The company linked the intrusion to compromise of a SonicWall firewall, and the broader case has already expanded into legal and class-action exposure. Even when ransomware strikes a service provider rather than a bank directly, the event can still create regulatory, legal and customer-trust fallout across the sector it serves.
Navia incident highlights growing attacker focus on benefits and identity data aggregators
Navia Benefit Solutions disclosed a breach affecting nearly 2.7 million individuals after an unauthorized actor accessed its systems between December 22, 2025, and January 15, 2026. The exposed data may include full names, dates of birth, Social Security numbers, phone numbers, email addresses and benefits-related information tied to FSA, HRA, and COBRA administration.
The incident is operationally important because the company supports more than 10,000 employers and handles highly concentrated identity and benefits data. Even without payment-card or claims data, the combination of identity fields and benefits context is enough to support phishing, impersonation, fraud and social-engineering campaigns against affected individuals.
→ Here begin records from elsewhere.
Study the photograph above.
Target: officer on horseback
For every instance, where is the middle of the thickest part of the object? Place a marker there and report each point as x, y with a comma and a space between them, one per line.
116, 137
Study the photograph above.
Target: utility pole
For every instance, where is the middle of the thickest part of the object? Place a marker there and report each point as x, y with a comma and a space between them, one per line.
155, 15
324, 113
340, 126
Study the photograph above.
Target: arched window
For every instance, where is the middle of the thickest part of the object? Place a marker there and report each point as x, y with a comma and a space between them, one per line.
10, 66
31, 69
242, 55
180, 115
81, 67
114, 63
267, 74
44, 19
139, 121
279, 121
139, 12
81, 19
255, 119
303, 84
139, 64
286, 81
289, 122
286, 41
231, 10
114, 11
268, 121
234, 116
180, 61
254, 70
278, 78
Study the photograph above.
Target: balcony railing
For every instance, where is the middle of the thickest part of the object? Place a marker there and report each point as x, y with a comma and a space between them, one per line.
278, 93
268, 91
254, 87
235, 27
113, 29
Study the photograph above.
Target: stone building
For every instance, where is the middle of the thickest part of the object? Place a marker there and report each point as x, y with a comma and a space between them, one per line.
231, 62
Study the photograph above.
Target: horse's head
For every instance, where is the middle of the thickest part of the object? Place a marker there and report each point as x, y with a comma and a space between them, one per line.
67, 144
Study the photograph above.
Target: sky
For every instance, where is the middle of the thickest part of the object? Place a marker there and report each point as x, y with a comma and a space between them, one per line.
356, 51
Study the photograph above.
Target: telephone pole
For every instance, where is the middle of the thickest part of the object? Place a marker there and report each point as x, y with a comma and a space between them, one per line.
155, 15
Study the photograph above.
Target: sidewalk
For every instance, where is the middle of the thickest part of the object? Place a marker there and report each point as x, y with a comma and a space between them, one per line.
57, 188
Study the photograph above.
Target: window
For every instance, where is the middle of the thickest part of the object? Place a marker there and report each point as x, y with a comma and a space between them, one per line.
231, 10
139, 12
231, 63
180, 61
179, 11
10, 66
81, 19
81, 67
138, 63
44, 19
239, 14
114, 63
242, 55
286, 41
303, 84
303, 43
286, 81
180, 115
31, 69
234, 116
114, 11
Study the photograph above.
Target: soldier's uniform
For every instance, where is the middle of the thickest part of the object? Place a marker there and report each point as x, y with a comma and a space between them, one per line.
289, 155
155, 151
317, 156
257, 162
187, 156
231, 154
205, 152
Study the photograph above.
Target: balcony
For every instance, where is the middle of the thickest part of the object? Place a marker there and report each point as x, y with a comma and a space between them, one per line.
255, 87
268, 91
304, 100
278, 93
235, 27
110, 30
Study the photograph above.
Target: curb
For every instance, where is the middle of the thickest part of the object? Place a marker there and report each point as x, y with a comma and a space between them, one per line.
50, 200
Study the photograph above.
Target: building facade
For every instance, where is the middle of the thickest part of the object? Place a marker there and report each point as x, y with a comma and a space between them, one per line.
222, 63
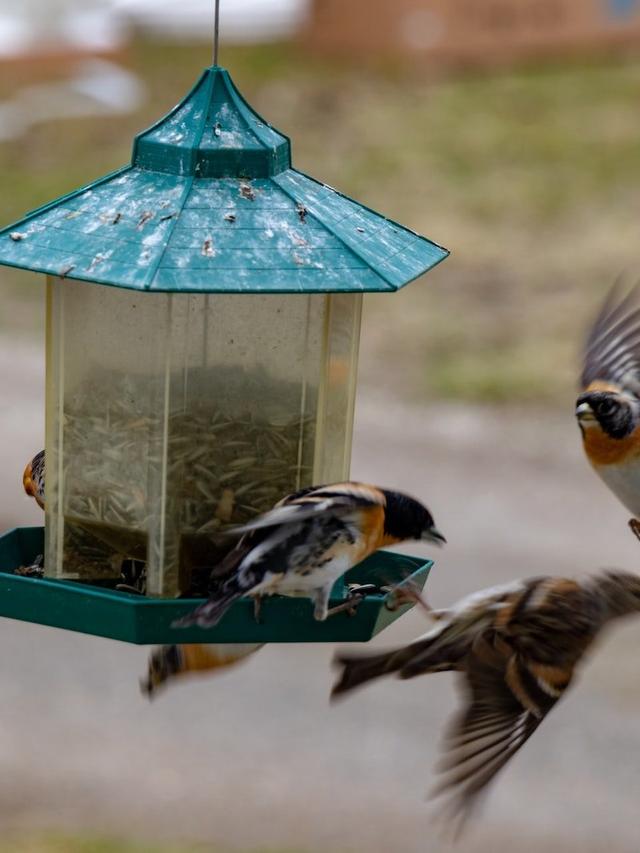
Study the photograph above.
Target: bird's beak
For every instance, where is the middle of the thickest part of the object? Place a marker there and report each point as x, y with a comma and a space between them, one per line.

This breach reinforces a broader pattern: Third-party administrators and HR-benefits processors are attractive targets because they aggregate personal data across many companies in one place. That creates a multiplier effect in which one compromise can generate follow-on risk across thousands of employers and their employees.
Exploitation of patched Microsoft SharePoint vulnerability reinforces risk from delayed remediation
A critical Microsoft SharePoint vulnerability, CVE-2026-49704, that was patched in January is now being actively exploited in attacks. The flaw affects on-premises SharePoint servers and was added to the Known Exploited Vulnerabilities catalog during the week of March 16–22, 2026.
The issue matters because SharePoint servers often store internal documents, workflows and collaboration data and usually sit in a trusted position inside enterprise environments. Once exploited, they can provide attackers with a foothold for follow-on access, lateral movement or data theft.
This is operationally significant for MSPs and enterprise teams because internet-facing collaboration platforms remain attractive targets after disclosure, especially when organizations delay remediation or overlook older on-premises deployments. Known-exploited status raises the likelihood of opportunistic scanning and attacker interest.